The company sought urgent advice from a Melbourne patent attorney firm.

“There has been a long-standing problem of Chinese companies infringing patent rights of foreigners,” Tracey Hendy of FPA Patent Attorneys said.

But getting evidence that would be strong enough to challenge the counterfeiters in a Chinese court of law was a daunting and difficult task.

So the Australian legal team joined forces with Chinese patent lawyers and, crucially, a private investigator. His role was pivotal.

He learnt that a counterfeit machine had left the factory in China and was in a large dockside warehouse ready for export. In a nail-biting sting, the Chinese customs authorities swooped.

When the shipping container was opened it revealed a portable sawmill that was almost an exact copy of the Lucas machine.

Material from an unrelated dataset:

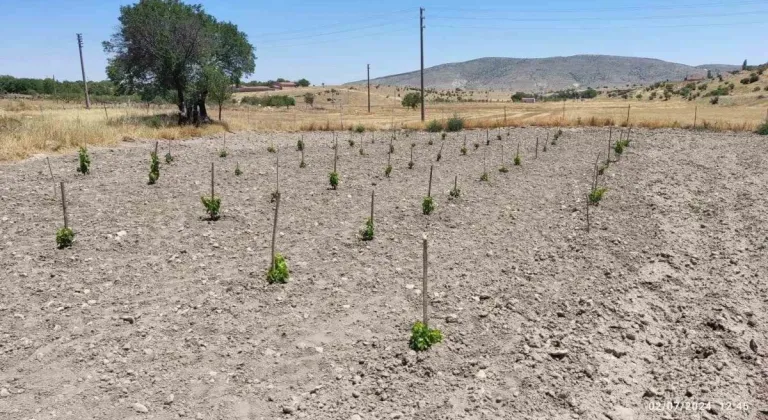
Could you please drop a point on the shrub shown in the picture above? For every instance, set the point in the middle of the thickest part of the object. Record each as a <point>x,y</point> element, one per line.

Right down to the green and yellow livery.

“The machine itself, even the gearbox was a direct copy,” Jenny Lucas, who runs the business with husband Warren, recalled. “Every single finger print on our machine has been copied.”

Husband Warren continued the story. “When the crate was opened up, a Chinese judge was present and he made the observation when he saw the instruction manual — he said to our patent attorney in China, ‘I think we’ve got them here’.

“’How can it not be the same when they can use your instruction manual, picture for picture and word for word in Chinese?'”

It was the irrefutable proof the family needed.

Late last year Lucas Mills was awarded damages of 2 million yuan — about $430,000. However, the defendants appealed against that damages figure, and a few weeks ago a Chinese court reduced the amount of statutory compensation by half.

The long and costly case cost far more than that, but there was more at stake than just money.

“We needed to protect our market … our product, all the research and development we’d put years into developing,” Ms Lucas said. “And it’s criminal for someone to come along and just copy that.

“So basically for us, we didn’t have any other option.”

Ms Hendy said there were other considerations that made the court case necessary.

“The Chinese knock-off was inferior from a safety perspective so potentially it could have damaged Lucas’ safety reputation,” she said.

Lucas Mills believes the chances of getting their compensation payout are slim but the legal victory in China was crucial.

“It has stopped them from copying us and China has unique exclusivity laws so they cannot manufacture in China for another 30 years,” Mr Lucas said.

In China, a case like this is not all that unusual, but in Australia the Lucas’ legal victory was big news.

“I think it has created a deal of excitement in Australia because here you have an Australian company that has succeeded in China against a Chinese company for patent infringement,” Ms Hendy said. “So we’re really proud I guess that a little company in Australia can stand up and protect its own product.

“So it’s a pretty good story I think.”